Labor, rather than raw material, costs are the true driver in the relocation of tire production from the developed world into emerging markets, according to a market research firm studying rubber and tire industry trends.
The migration of tire manufacturing has dominated the trends within the global tire market in recent years. While the bulk of tire demand remains in developed countries, production capacity has shifted, said Bill Hyde, director of C4 olefins and elastomers for Chemical Mar- ket Associates Inc. in Houston.
Hyde talked about trends in tire production and demand during a presentation at ITEC 2006, held Sept. 12-14 in Akron.
The global tire trade has become a much more significant factor in the market, Hyde said, evidenced by some interesting data. Be- tween 2000 and 2005, tire imports to North America increased by 92 percent, while over the same time frame tires shipped into Western Europe rose more than 50 percent, he said.

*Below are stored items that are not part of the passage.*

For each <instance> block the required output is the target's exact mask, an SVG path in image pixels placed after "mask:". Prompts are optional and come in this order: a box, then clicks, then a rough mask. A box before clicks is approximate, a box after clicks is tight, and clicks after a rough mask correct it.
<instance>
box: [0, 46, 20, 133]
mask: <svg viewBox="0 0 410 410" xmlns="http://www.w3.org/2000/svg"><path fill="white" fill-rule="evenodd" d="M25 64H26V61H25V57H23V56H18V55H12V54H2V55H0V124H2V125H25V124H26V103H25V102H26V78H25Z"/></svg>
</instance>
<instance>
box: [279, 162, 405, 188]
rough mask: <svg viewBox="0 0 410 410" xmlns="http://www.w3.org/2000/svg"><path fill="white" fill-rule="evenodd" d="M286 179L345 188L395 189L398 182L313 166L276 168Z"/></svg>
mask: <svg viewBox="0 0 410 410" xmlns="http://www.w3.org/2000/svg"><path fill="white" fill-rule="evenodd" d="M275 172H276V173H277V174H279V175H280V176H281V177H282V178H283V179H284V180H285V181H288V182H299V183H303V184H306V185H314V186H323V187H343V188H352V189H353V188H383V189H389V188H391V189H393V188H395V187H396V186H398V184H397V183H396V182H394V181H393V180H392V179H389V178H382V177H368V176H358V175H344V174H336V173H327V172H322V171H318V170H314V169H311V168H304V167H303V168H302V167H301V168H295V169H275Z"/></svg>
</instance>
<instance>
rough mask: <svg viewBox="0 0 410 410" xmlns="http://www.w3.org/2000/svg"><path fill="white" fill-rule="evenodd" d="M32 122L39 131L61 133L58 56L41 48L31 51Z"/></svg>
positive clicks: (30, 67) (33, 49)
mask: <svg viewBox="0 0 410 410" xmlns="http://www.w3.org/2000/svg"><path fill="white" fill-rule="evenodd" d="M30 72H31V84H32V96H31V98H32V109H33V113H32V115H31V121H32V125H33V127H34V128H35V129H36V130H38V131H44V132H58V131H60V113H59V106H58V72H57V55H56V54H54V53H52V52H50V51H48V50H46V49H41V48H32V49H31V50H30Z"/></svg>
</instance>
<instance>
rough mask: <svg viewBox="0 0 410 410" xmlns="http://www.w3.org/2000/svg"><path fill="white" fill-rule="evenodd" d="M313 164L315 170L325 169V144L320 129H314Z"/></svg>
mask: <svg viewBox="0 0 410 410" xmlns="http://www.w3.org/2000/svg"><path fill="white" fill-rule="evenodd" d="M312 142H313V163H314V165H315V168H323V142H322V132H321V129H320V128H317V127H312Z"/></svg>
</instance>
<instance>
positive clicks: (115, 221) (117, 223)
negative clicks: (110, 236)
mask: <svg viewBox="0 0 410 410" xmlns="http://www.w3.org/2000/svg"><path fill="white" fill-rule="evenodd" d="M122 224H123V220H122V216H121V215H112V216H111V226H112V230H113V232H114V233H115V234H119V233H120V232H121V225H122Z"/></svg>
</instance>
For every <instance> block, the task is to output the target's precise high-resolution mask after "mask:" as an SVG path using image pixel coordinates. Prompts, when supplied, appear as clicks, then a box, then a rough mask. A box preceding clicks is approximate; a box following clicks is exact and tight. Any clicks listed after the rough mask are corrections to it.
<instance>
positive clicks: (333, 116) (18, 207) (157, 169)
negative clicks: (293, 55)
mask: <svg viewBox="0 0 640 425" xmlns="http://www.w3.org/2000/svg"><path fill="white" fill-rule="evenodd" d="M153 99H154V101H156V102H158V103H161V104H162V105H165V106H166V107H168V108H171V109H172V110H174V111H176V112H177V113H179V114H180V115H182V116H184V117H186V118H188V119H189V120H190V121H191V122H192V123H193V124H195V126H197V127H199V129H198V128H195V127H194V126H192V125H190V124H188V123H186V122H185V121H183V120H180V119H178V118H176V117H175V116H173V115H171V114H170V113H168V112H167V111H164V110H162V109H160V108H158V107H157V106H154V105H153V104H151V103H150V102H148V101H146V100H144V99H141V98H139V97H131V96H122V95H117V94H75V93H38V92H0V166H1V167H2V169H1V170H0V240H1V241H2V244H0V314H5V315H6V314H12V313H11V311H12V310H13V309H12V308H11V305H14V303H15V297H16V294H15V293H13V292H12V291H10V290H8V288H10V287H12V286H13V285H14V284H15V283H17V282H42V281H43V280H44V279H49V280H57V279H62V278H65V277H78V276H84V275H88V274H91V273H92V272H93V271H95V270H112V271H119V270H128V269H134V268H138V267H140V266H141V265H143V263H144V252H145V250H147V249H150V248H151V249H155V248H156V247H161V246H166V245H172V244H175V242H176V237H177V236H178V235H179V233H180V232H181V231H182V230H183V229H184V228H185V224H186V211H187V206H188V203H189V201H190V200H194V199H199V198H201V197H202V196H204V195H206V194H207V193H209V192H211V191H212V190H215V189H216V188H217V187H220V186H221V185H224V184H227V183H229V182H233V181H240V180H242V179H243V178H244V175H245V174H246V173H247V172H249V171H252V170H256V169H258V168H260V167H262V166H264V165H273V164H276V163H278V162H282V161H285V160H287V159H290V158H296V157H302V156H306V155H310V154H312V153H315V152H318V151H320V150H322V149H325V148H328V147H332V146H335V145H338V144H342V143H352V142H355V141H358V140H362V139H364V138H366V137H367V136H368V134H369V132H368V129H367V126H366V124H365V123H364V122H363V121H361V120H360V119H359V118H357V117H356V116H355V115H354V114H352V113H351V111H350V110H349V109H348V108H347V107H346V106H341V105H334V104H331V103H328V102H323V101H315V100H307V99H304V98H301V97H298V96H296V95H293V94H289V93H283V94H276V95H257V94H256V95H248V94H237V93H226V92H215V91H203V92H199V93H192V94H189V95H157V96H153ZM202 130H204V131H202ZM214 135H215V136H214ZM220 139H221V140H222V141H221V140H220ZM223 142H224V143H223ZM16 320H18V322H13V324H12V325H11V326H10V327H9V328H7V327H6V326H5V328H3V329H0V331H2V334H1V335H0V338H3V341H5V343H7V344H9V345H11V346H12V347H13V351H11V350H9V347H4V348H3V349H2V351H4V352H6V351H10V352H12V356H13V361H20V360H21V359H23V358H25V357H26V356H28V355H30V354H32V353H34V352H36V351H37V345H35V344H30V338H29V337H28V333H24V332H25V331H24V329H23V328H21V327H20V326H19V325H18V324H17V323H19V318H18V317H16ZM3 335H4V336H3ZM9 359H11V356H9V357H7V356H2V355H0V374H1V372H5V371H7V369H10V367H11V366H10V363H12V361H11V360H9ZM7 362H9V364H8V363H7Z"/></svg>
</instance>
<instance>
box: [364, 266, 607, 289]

North America´s share of global tire production capacity, at 25 percent in 1997, fell to about 21 percent in 2005, Hyde said, while in Western Europe the figure declined to 16 from 18 percent.
Not surprisingly, he said, tire production capacity in China rose substantially from 1997 to 2005, with its global share climbing to 17 from 10 percent. Tire exports from China during the first half of this decade climbed nearly 150 percent, and exports from Central Europe more than doubled, Hyde said.
Exports from other Asian markets, such as Japan, South Korea, Taiwan and the overall Southeast Asia region, increased from 2000 to 2005 as well.
Hyde believes the main impetus in the shift is direct labor costs. Average U.S. wages are much higher than those in the parts of the world where tire production is on the rise, he said.
As an example, he said, average wages in this country are more than those in Poland and China by factors of five and 17, respectively.
Raw material costs have risen in the past few years as well, with the average cost of commodity rubber in a typical passenger tire nearly doubling in the past four years, Hyde said. But by looking at relative price movements among the three major tire producing regions-North America, Western Europe and Northeast Asia-the differentials are relatively small, at less than 20 cents per tire long term.
An analysis of recent history in tire commodity rubber costs-primarily from polybutadiene and styrene butadiene rubbers-showed U.S. tire makers had a rubber cost disadvantage between 1997 and 2002. However, from 2003 into next year, U.S. producers actually have a slight advantage based on CMAI assessments and projections.
The U.S.´s disadvantage relative to Western Europe will return in 2008, Hyde said, and remain into 2010. But tire producers in Northeast Asia-including China-actually will be at a disadvantage relative to their global competition in the near future, he predicted.